Eram passos lentos os que trazia.
Lançava-os no chão. Naquele que sabia e no outro que nunca pisara mas onde cresciam as papoilas que um dia haveria de colher. Um dia, um qualquer dia de um qualquer tempo , numa qualquer dimensão.
Eram passos seguros, firmes, mas propositadamente lentos. Neles, ouvia a história das pedras, respirava o aroma cicatrizante do pó da terra e, enquanto guardava nos bolsos o orvalho da noite suspenso nas ervas daninhas , subia-lhe aos lábios o sabor vertical do trigo a oferecer-se-lhe à fermentação da vida.
Do caminho, não lhe importava o rasto, apenas o peso de si própria moldado no barro, qual ânfora a saciar a fome de humanidade. Talvez por isso levasse consigo, pousadas nos ombros, todas as lágrimas que lhe confiavam e mais umas quantas rugas, suas e de outros, porque o saber do tempo era o único tesouro que conhecia.
Um dia, desejou que tudo de si fosse fértil como água nascente, mas nem por isso apressou ou refreou a passada. Se o sol lhe era força a aquecer a alma, respirava mais fundo para a guardar no coração e aí se abrigar das imperfeições do vento norte.
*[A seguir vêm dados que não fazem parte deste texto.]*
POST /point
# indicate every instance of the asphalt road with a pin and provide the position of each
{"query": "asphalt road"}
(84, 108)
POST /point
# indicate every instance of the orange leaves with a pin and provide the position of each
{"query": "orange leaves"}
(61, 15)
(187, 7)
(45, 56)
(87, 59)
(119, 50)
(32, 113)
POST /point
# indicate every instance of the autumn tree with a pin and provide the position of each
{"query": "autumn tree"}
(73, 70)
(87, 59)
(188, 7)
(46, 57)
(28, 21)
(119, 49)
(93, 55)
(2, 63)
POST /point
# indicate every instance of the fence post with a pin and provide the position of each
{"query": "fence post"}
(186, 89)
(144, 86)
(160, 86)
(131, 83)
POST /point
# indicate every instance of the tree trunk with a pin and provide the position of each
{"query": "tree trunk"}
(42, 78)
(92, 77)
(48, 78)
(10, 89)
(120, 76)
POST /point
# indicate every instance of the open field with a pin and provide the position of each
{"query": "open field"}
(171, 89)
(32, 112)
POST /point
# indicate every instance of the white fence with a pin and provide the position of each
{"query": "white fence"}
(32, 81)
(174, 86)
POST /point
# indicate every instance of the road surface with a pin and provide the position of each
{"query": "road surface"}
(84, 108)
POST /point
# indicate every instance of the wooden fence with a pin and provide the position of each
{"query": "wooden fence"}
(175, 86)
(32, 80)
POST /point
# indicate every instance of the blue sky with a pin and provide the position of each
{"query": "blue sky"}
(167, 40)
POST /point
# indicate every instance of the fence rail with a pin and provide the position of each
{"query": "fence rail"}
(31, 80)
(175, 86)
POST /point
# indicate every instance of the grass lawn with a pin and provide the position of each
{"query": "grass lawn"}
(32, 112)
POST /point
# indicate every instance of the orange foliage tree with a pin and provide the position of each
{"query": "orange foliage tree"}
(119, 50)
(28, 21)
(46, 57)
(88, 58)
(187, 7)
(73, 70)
Mas quando era chuva o que chegava do céu, erguia o rosto e recebia nele cada gota, como quem bebe um oásis, sabendo que os desertos existem e aí, nem as pedras desejam falar da sua própria história.
Saboreava cada milímetro da sua caminhada como se semeasse e colhesse estrelas e as amasse a todas de igual modo, como filhos diferentes mas de brilho igual.
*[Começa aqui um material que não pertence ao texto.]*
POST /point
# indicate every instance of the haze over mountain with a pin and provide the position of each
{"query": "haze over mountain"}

De quando em vez, uma rodopiante aragem envolvia-lhe os sentidos e via-se então, de braços abertos, numa afinidade de asas com quem nasce a voar. Era assim que planava livre por dentro dos sonhos e descobria que essa era, de todas, a mais bela viagem.
Eram lentos os passos e grandes os sonhos.
Eram imensos os sabores, e isso já era tanto para se sentir feliz.